US-China Trade’s Diversion Divination
Amid continued speculation over a “Phase 1” US-China trade deal while mutual tariff increases are on hold, an IMF working paper points to likely distortions under a “managed “ outcome assuming agreement on higher American imports. In this way global benefits in terms of commercial efficiency and policy certainty are diluted in an effort to remedy bilateral imbalances. The research looks at the top ten products, and assumes that commodities are more substitutable than manufactured items. It finds that big economies like the EU, Japan and Korea will be hit from car, machinery, and electronics exposure, as well as small emerging markets implicated directly or in supply chains. On agriculture, China’s decision to purchase more US soybeans would affect Argentina, Brazil and Canada. Correcting the roughly $350 billion trade gap would entail 2-3% export diversion of ASEAN economies and South Africa, as well as tinier partners Angola and Oman. In a final “cascading” tally of specific categories for US and China sale the study reveals that “intensive” raw materials producers such as Mongolia and the Congo would lose the most, while Indonesia and Russia would suffer 0.5% contractions. With these risks the document urges that an eventual pact also take into consideration spillover into the multilateral trading system, where WTO and other bodies may propose safeguards.

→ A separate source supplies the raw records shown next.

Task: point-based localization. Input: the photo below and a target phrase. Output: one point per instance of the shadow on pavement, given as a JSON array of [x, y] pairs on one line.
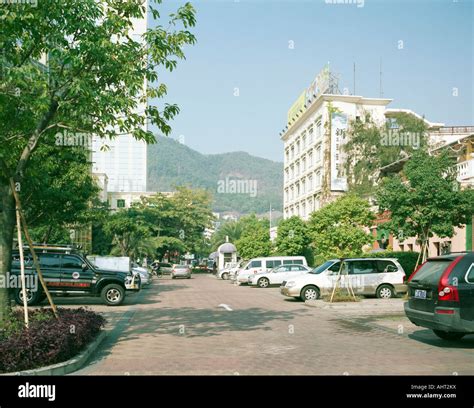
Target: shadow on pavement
[[428, 337]]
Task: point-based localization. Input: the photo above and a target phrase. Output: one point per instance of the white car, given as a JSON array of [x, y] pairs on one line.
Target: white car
[[383, 277], [277, 275], [265, 264]]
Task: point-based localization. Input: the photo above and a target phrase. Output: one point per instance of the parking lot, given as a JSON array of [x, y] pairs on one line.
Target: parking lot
[[208, 326]]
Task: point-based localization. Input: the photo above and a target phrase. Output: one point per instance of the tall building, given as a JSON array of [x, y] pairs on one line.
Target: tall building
[[313, 139], [124, 161]]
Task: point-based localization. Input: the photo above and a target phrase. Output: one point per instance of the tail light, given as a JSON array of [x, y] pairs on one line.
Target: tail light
[[415, 271], [446, 291]]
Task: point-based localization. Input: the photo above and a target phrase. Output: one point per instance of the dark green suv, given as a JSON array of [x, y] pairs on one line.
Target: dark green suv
[[67, 271]]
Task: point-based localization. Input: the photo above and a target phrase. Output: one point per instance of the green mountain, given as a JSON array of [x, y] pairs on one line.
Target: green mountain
[[238, 181]]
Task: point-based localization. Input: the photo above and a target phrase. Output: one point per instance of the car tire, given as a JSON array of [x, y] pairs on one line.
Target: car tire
[[113, 294], [449, 335], [263, 283], [33, 297], [310, 293], [385, 292]]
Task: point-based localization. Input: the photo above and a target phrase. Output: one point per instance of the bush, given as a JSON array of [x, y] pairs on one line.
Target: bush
[[406, 259], [48, 340]]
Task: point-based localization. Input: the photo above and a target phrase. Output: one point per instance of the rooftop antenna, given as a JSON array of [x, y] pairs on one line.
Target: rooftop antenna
[[354, 79], [380, 84]]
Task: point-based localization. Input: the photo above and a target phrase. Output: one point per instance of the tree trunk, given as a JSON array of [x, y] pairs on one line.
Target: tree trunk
[[7, 226]]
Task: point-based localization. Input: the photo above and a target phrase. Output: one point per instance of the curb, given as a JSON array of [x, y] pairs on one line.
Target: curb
[[66, 367]]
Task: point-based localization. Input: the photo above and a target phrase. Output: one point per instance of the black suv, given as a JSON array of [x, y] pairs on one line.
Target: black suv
[[441, 295], [67, 271]]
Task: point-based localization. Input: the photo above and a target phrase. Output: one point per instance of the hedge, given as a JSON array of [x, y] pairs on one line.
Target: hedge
[[48, 340]]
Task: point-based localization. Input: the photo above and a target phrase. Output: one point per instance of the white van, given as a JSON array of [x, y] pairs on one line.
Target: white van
[[259, 265]]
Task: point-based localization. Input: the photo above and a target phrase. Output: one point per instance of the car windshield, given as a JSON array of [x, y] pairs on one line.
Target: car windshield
[[431, 271], [322, 267]]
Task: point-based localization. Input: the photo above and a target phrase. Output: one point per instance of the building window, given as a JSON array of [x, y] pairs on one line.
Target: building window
[[318, 153]]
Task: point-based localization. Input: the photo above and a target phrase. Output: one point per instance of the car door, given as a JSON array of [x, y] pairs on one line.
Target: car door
[[363, 276], [280, 274], [50, 266], [76, 276]]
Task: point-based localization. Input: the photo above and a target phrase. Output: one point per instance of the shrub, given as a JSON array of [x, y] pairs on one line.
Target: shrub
[[48, 340], [406, 259]]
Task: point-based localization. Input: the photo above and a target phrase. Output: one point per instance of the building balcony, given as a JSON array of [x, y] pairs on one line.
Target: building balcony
[[465, 171]]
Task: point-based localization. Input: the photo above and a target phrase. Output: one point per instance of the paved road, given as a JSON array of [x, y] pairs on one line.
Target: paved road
[[177, 327]]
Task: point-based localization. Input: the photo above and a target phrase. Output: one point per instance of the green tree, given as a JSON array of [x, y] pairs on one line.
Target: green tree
[[255, 238], [92, 82], [338, 229], [293, 237], [425, 199], [371, 146]]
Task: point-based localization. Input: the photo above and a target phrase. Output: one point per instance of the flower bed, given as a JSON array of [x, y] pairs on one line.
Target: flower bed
[[48, 340]]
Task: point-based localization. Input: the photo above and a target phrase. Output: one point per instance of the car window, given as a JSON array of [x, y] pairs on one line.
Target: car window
[[431, 271], [470, 274], [386, 266], [335, 267], [16, 261], [71, 262], [363, 267], [270, 264], [51, 261]]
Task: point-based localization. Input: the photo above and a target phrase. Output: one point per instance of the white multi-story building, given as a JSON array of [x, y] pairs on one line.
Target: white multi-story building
[[124, 161], [313, 140]]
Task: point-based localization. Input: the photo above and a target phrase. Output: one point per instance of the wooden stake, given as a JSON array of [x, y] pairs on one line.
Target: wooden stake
[[33, 252], [22, 268]]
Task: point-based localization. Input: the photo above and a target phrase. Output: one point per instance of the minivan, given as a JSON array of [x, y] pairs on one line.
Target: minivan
[[441, 295], [264, 264], [382, 277]]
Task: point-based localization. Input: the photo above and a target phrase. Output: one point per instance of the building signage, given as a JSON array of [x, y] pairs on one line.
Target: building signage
[[319, 86], [339, 122]]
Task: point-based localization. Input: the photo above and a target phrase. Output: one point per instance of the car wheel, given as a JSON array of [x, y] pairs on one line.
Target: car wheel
[[113, 294], [385, 292], [449, 335], [32, 297], [310, 293], [263, 283]]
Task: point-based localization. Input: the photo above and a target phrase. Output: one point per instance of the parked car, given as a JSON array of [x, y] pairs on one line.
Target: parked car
[[441, 295], [383, 277], [259, 265], [163, 268], [67, 271], [277, 275], [229, 270], [143, 272], [181, 271]]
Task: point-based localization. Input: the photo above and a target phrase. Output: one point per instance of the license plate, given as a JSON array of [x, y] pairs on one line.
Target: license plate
[[420, 294]]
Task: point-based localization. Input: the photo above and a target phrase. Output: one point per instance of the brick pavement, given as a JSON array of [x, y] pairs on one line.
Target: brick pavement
[[176, 327]]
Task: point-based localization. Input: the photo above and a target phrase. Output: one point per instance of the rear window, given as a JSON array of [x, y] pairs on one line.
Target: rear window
[[431, 271]]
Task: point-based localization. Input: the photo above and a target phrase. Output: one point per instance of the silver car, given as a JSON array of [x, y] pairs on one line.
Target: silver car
[[181, 271], [277, 275]]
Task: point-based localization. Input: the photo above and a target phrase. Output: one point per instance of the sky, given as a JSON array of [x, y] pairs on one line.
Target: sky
[[253, 58]]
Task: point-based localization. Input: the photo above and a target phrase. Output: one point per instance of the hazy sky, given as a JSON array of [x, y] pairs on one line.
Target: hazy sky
[[426, 47]]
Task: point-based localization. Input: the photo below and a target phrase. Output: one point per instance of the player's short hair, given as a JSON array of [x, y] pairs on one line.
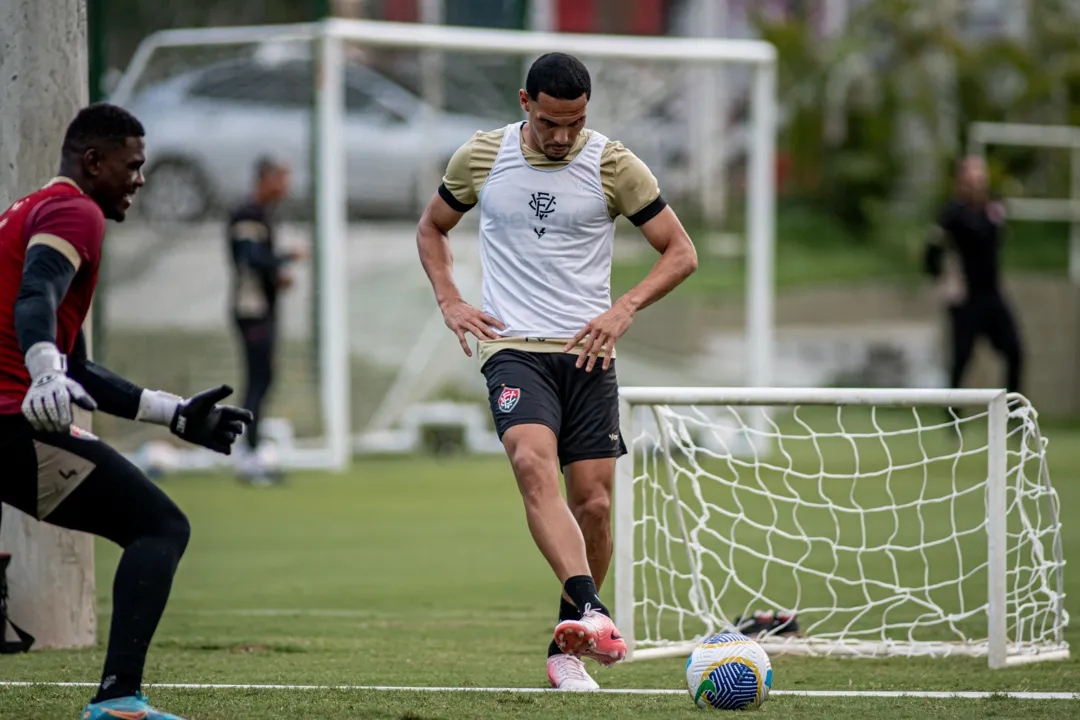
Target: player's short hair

China “A” shares still lead the MSCI index with an over 30% advance, along with Greece which was the subject of a simultaneous Article IV review predicting 2% growth through next year on “lackluster” public and private investment. Despite the Conservative party government’s economic reform agenda, demographic and productivity trends are “adverse” with structural unemployment keeping the formal rate above 15%. Bank balance sheets a decade after the crisis and a series of EU-guided rescues have near 50% bad loan ratios, as net credit provision falls. Fiscal relaxation and foreign capital inflows offer short-term impetus, but privatization and labor market changes lag and imperil long-range debt sustainability despite official breaks. Recovery is “disappointing” with income levels below the euro adoption era, although consumption and tourism are up with inflation less than 1%. The current account deficit is 3.5% of GDP under estimated 10% currency overvaluation, while the primary budget surplus exceeds the 3% target. After bilateral debt relief, sovereign bond issuance at record low 150 basis point spreads has been oversubscribed, and banks repaid emergency liquidity assistance with nonperforming assets only half provisioned. Germany and the UK are the biggest trading partners and face slowdowns and Brexit shocks reinforcing the odds for 2-3% best case medium-term growth. The new administration pledges personal and corporate tax reductions that may halve the primary balance, and pension spending must still be curbed as actuarial and solvency studies are conducted. Worker retraining should accompany the double-digit minimum wage rise, and bank cleanup awaits new out of court restructuring options and a proposed centrally-guaranteed securitization scheme to tackle euro 80 billion in distressed assets. The legacy state lenders in turn must improve governance and profitability to be internationally-competitive. Business licensing will be streamlined further despite better World Bank rankings, and data transparency remains a serious issue with the sad saga of a prosecuted former IMF statistician lingering, the report implies.